Amir, you're into photography, right?
If I asked you: "what is the correct shutter speed?" Wouldn't you answer: "it depends." (...on lighting conditions, subject motion, aperture, film/sensor speed/sensitivity...)
Switching time and sample time in a listening test depend on what you are testing and how you are testing. Your blanket statement doesn't work, just as "I've taken tons of photos and 1/500 sec or shorter works best. Anything longer and all my daylight race photos would be all blurry" doesn't work for all photos.
Taking a picture is about creating art. The job of audio reproduction is to preserve art. They are different things.
In photography people will take a picture that represents 1/500 sec and examine each and every pixel and determine lens and camera sensor quality. And from point of view of examining a test chart, any shutter speed that doesn't cause a blur would be fine (or locked mirror).

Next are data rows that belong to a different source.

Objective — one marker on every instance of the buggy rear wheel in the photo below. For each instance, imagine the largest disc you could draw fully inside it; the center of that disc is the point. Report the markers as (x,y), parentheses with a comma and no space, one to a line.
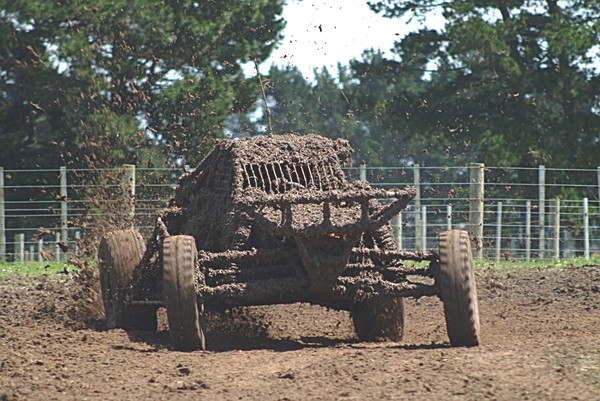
(183,312)
(119,253)
(380,318)
(457,288)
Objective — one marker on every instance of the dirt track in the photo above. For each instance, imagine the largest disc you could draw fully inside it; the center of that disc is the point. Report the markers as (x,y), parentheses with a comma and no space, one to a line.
(541,341)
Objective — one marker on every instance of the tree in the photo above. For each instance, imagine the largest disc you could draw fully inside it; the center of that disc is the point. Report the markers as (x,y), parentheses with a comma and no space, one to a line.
(509,82)
(79,83)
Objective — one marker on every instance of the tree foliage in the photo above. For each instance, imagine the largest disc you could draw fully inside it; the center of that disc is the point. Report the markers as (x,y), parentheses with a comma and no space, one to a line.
(512,82)
(78,80)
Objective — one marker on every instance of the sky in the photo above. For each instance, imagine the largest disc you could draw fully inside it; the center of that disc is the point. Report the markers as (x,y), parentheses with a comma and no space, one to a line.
(325,32)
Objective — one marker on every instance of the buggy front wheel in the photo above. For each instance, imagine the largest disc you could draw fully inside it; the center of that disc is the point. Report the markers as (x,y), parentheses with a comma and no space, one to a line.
(457,288)
(183,312)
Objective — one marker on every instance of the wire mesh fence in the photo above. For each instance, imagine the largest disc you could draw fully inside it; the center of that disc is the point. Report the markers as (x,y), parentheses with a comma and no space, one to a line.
(527,213)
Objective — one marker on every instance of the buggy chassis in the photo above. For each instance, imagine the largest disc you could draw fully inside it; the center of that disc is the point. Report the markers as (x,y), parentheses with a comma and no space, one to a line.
(330,245)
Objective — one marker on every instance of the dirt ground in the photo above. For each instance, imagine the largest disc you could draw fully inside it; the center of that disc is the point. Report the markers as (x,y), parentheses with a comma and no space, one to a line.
(541,341)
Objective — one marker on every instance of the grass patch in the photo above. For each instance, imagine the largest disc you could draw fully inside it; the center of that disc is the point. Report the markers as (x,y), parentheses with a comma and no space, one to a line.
(35,268)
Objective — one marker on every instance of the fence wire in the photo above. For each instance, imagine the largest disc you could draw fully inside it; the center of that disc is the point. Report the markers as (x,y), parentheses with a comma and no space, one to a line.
(521,220)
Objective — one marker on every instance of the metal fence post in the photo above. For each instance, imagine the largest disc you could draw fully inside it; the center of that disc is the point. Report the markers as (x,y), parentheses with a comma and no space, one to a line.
(498,231)
(417,204)
(586,230)
(598,178)
(424,233)
(556,212)
(128,183)
(2,219)
(397,227)
(41,250)
(476,192)
(57,248)
(19,248)
(542,211)
(528,231)
(362,171)
(64,217)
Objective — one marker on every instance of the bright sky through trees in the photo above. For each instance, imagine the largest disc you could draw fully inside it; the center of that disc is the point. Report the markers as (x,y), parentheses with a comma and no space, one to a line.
(325,32)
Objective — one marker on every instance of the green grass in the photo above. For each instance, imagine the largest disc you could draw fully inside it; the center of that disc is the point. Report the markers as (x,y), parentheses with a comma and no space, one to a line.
(34,268)
(537,264)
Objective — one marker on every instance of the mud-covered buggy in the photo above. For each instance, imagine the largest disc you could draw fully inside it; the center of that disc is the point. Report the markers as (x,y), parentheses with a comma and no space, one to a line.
(272,220)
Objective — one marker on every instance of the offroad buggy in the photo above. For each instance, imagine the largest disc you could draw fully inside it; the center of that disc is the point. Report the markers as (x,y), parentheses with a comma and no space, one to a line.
(271,220)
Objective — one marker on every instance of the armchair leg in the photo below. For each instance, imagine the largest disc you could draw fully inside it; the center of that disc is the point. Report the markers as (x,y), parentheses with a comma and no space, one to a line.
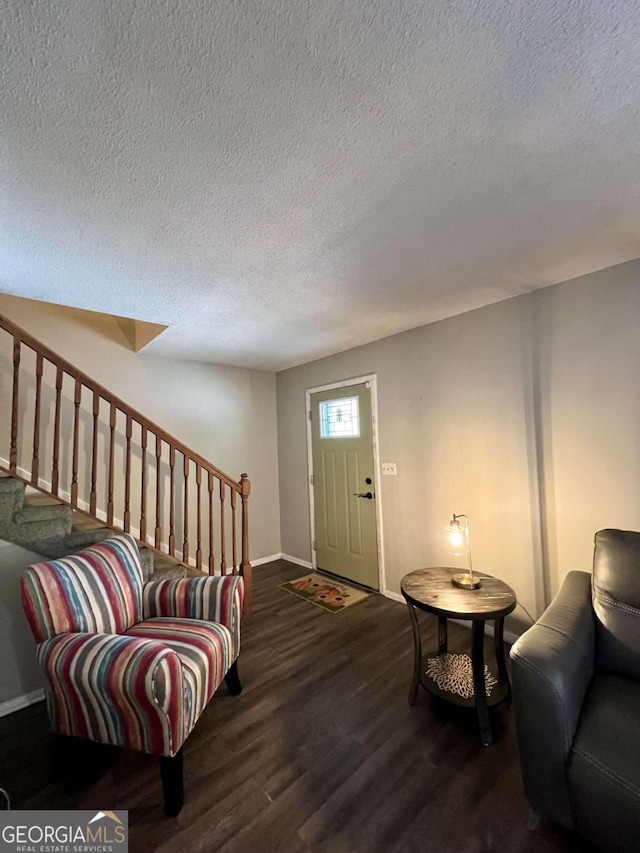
(171,773)
(533,820)
(232,679)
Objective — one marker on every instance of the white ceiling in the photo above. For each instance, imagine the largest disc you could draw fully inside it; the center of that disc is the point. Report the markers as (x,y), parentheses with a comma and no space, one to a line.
(284,179)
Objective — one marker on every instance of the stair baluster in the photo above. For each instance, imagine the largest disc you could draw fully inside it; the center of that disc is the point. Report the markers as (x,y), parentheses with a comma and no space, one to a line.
(13,452)
(77,398)
(199,518)
(172,501)
(55,472)
(143,484)
(212,565)
(35,460)
(94,455)
(75,477)
(127,478)
(112,435)
(158,531)
(223,562)
(185,520)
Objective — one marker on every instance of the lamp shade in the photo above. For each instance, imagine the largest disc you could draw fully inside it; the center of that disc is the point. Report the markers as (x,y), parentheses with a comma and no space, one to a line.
(456,537)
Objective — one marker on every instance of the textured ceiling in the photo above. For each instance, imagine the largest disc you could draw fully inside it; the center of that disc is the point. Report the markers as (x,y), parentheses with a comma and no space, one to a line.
(284,179)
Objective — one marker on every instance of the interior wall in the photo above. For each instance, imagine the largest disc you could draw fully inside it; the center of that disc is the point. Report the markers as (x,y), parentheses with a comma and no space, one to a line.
(226,414)
(19,672)
(524,415)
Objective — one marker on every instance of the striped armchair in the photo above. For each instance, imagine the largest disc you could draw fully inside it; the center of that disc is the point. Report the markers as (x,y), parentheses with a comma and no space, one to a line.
(131,663)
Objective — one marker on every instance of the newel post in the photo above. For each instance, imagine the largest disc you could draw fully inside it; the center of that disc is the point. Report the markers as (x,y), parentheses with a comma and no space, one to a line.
(245,566)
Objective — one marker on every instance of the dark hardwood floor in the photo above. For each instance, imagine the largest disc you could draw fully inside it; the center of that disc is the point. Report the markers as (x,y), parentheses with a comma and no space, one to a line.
(321,752)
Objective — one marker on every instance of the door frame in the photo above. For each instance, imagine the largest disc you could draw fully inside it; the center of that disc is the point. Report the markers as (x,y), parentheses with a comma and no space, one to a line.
(372,379)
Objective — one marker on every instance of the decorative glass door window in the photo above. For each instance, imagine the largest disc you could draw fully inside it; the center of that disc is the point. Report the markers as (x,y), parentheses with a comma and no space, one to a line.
(340,418)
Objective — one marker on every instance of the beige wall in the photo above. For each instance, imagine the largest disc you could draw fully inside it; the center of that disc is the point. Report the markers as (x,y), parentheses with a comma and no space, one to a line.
(19,672)
(226,414)
(525,415)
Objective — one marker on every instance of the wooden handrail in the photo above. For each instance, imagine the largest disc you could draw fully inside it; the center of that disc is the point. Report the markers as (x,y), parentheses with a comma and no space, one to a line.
(91,480)
(119,403)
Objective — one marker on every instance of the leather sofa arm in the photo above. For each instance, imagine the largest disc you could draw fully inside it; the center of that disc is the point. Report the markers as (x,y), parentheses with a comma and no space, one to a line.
(552,665)
(215,599)
(111,688)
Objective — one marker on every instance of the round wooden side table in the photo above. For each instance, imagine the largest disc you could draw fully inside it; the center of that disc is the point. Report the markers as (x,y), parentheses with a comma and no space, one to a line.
(447,675)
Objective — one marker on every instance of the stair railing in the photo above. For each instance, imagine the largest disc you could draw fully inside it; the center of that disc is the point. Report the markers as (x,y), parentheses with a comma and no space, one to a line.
(113,463)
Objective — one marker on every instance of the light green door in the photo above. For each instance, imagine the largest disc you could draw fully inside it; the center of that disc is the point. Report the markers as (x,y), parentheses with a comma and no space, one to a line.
(344,484)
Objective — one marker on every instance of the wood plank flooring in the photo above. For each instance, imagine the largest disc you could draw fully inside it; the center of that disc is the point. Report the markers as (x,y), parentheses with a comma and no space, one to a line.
(321,752)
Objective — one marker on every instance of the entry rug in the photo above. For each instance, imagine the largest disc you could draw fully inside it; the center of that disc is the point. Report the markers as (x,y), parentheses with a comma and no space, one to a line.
(331,595)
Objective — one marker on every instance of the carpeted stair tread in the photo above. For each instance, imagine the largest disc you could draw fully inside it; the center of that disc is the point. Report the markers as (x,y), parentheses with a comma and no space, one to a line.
(9,485)
(35,514)
(81,522)
(47,526)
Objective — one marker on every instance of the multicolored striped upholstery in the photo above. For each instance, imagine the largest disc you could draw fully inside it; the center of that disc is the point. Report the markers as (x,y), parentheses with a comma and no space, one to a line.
(115,689)
(112,675)
(217,599)
(206,651)
(96,591)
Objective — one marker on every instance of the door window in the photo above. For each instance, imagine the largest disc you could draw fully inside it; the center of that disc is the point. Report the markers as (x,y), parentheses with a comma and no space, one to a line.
(340,418)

Now take that same 1/500 sec shot and put it in a video of fast moving action and ask people to tell the difference between two lenses of identical focal length (i.e. "look") and they won't be able to ascertain the above differences. Indeed lossy compression of video creates tons of poor quality frames but because they change rapidly, we can't tell that is happening. Of course we can freeze the video and then examine the fidelity -- something we can't do with audio.
Analogies aside, let's look at the task at hand. Let's say I want to tell the difference between 320 kbps lossy compression and original. If we had a tool to objectively analyze the lossy file, we would see that the fidelity is all over the place. Let's say I have pure, absolute silence. In that case I don't need a fraction of bandwidth that CD provides to represent it. On the other hand, if I have tons of transients, throwing away 75% of the bits will cause large degradations (objectively).

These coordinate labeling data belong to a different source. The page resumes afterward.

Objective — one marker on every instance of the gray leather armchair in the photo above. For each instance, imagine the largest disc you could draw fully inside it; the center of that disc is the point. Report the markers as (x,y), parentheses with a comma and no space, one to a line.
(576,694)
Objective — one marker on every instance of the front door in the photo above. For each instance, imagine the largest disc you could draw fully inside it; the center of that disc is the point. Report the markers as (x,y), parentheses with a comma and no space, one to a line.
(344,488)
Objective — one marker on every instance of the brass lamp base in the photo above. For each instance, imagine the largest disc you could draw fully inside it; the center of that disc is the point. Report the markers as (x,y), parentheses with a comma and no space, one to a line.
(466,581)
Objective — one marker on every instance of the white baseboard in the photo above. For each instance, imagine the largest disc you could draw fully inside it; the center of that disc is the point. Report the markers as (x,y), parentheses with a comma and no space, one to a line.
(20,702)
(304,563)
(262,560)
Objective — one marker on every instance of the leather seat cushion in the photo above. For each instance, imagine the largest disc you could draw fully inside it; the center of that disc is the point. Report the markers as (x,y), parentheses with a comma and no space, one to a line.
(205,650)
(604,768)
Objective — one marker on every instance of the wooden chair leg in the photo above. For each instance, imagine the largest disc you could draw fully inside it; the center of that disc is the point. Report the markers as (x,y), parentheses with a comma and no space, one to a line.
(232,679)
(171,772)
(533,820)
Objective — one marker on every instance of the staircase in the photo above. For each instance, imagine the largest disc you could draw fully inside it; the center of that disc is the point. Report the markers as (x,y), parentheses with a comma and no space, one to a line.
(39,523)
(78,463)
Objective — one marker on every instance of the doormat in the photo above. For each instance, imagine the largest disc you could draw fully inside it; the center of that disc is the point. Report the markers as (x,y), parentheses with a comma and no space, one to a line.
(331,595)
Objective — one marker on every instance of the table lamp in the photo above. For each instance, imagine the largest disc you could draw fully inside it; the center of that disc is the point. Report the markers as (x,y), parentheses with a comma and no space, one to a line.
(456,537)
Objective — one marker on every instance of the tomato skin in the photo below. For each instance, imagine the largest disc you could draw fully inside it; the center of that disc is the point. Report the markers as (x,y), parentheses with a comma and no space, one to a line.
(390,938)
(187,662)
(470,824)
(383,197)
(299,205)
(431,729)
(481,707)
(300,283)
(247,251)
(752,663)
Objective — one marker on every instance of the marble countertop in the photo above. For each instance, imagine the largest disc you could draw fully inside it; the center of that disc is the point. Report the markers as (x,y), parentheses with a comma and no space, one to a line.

Lossy compression works on a frame by frame basis. The frames are measured in milliseconds. A problem, i.e. a transient, may be there in one of those frames but not in the others. By capturing that transient and listening to it over and over again, you take advantage of much higher fidelity short-term memory to hear the difference between that, and the alternative.
In a larger context, "masking" is the enemy of hearing distortions. A lot of sins can be buried in the power of music itself. So the trick to hearing those artifacts is to find components -- which may be awfully short -- that have sufficient silence before/after or during of maybe a single note where that distortion becomes audible. A pluck of acoustic guitar is my favorite example here.
Stepping back, we have to consider why we use listening tests instead of measurements. If I have equipment that truncates everything above 10 Khz, then an instrument telling us that is sufficient to know there is a problem. If however a transient is distorted ever so slightly, our classic measurements don't reveal that -- not easily anyway. Hence the reason we don't use instrumentation for determining lossy compression artifacts. We use humans and weapon of choice there is short switching time.
Indeed fastest way to "lie" about fidelity of lossy compression is to not give that ability to listeners and ask them if two files are different. You will get far more votes of "it is the same as CD" than if you provided that critical snippet and ability to loop there.
I say all this stuff from training and doing such work. And having others in the industry practice exactly the same thing.
Take Harman speaker testing. Their switching time is about 4 seconds. I have to tell you, even though speakers have large sonic differences, 4 seconds was excruciatingly long. During that pause you keep trying to refresh in you memory of what you heard and watch it fade away before the next speaker plays. As such for hearing small differences like distortion, 4 seconds is completely unacceptable. It is OK though for hearing large differences in timbre/overall sound of speakers which is what Harman uses them for.